Not a single store in Vinton County
Ohio’s 15th District Congressman Steve Stivers got behind the Healthy Food for Ohio initiative because Vinton County, which he represents, has no grocery stores.
“There is frozen food at a Dollar General, but they’re having trouble getting access to produce, and if you can’t drive 30 or 40 minutes to Athens, you have real trouble getting access to fresh food.”
Vinton County has a population of just over 13,000.
“It’s almost easier to solve the problem in urban areas because there is the mass of people there. There may not be a lot of income, but there is clearly the population to support a grocery store. It’s a more thorny problem in rural areas like Vinton County, Ohio.”
Or Northeast Ohio’s Ashtabula County. This is farm country with soy and corn fields as far as the eye can see, but beyond the occasional farm stand, very little food available for purchase.

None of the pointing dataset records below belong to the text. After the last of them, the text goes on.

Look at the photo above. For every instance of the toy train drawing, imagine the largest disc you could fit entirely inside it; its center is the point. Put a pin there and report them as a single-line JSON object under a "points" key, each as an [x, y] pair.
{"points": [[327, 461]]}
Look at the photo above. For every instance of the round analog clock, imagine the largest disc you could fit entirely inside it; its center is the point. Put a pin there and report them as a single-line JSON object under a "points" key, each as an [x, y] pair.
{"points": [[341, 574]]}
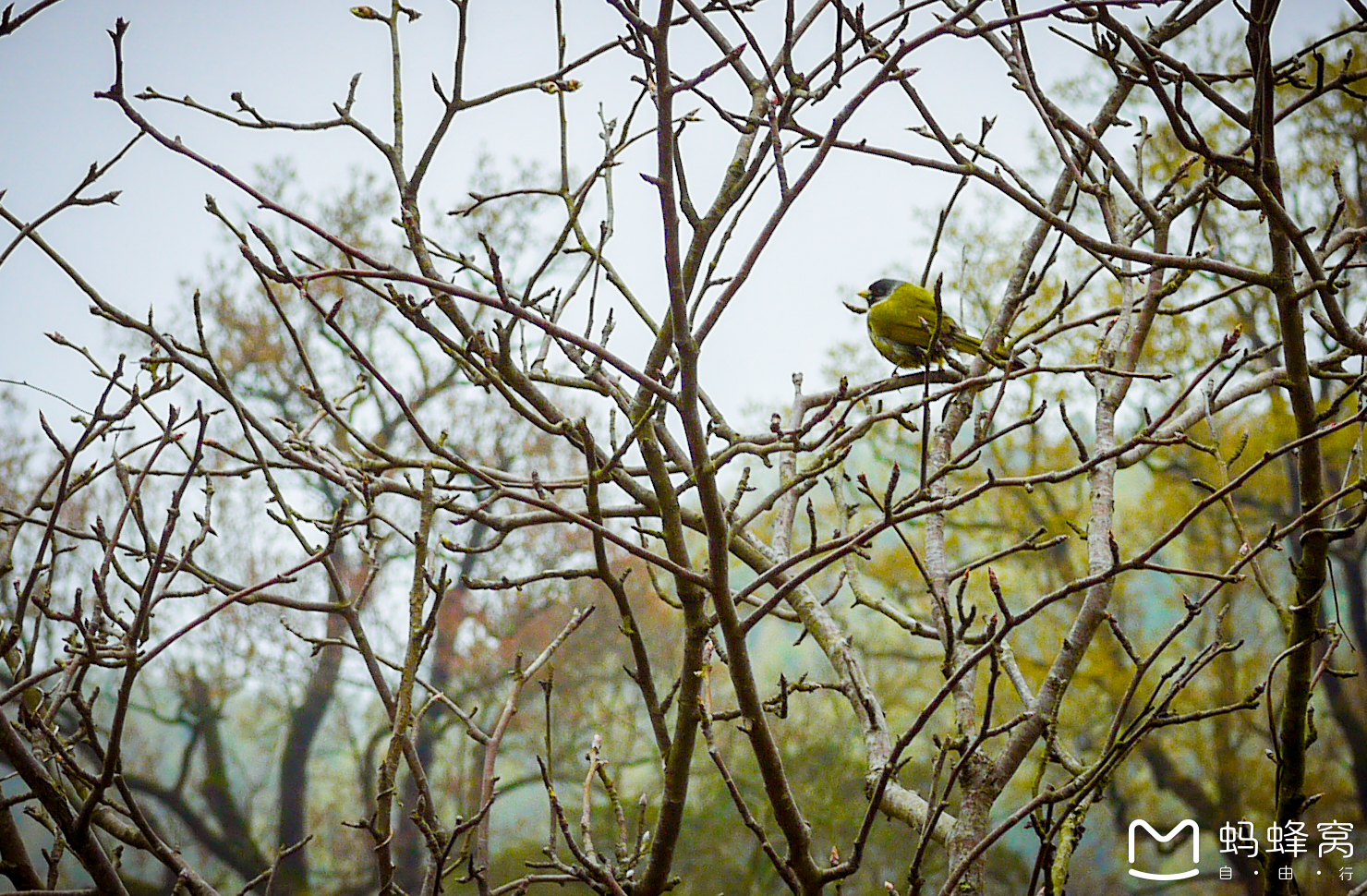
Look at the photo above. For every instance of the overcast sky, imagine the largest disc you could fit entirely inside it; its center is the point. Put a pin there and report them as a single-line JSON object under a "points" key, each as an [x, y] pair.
{"points": [[294, 57]]}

Population density too low for grocers to profit
Ashtabula County has more than 100,000 residents, but many of state Sen. Capri Cafaro’s constituents are low-income and potential grocery shoppers are spread out over a large area.
“Because of pervasive poverty, because it’s the largest geographic county in the state of Ohio, because there is limited access to transportation, even though we grow food it doesn’t mean that people have access to food or to a variety of food.”
Cafaro takes us for a ride to illustrate the point. We met in Pymatuning Valley High School’s parking lot. On our way there from Willoughby Hills all along Route 6 we found no food to buy.
“Well, if you go up and down 193, as well,” says Cafaro, “you won’t find anything either. That’s why I felt like this was the crossroads, out of all of Ashtabula County the road that has the least is 193.”
We’re in South County, Ashtabula, the most rural part of Cafaro’s 32nd Senate District. After driving south on 193 for 20 miles, we still find nowhere to buy food.
“So here we are crossing the border from Ashtabula into Trumbull counties. And we have seen not even a convenience store, not even a gas station.”
We keep looking.
“We’re going south. We’re 10 miles from Orwell to our west and 8 miles to Jamestown, Pa. Now right over here on the left, there’s a sign saying Crossroads Family Restaurant. ... It’s been closed, I believe at least five years.”
Cafaro and Columbus friends have a standing joke about her district.
“They’ll say, 'Where’s your nearest McDonald’s? ’25 miles away. ‘Well, where’s your nearest big grocery store? ’ 25 miles away. ‘Well, where do you go to eat?’ 25 miles away. So the joke is anytime you say where is this? They say, ‘Oh, yeah , we know 25 miles away.’”
Cafaro says the food desert problem in areas like Ashtabula has never really been addressed.
“The three C’s, Cleveland, Columbus and Cincinnati tend to get much more attention, and hence more resources just by sheer volume of population.”
Lack of outcry
There hasn’t been much outcry about the lack of grocery stores. Cafaro says her constituents are used to driving for miles to shop. Besides, she says rural Ohioans tend to take care of each other.
“The churches and the community gathering places become a lot of the places where you get food. The Rome volunteer fire department on Route 6 has a basically famous fish fry every single week.”
But Congressman Stivers says so much more could be done to get fresh food to rural Ohioans, and he’s hopeful the Healthy Food for Ohio initiative can succeed like Pennsylvania’s Fresh Food Financing Initiative. It used $30 million in state funds to leverage $145 million in additional investment, leading to 90 new grocery stores.
“It’s gotten healthy foods to thousands of people that live in Pennsylvania, and we’re hopeful that this Ohio Healthy Foods Initiative will work in Ohio in both urban and rural areas where people don’t have access to healthy food.”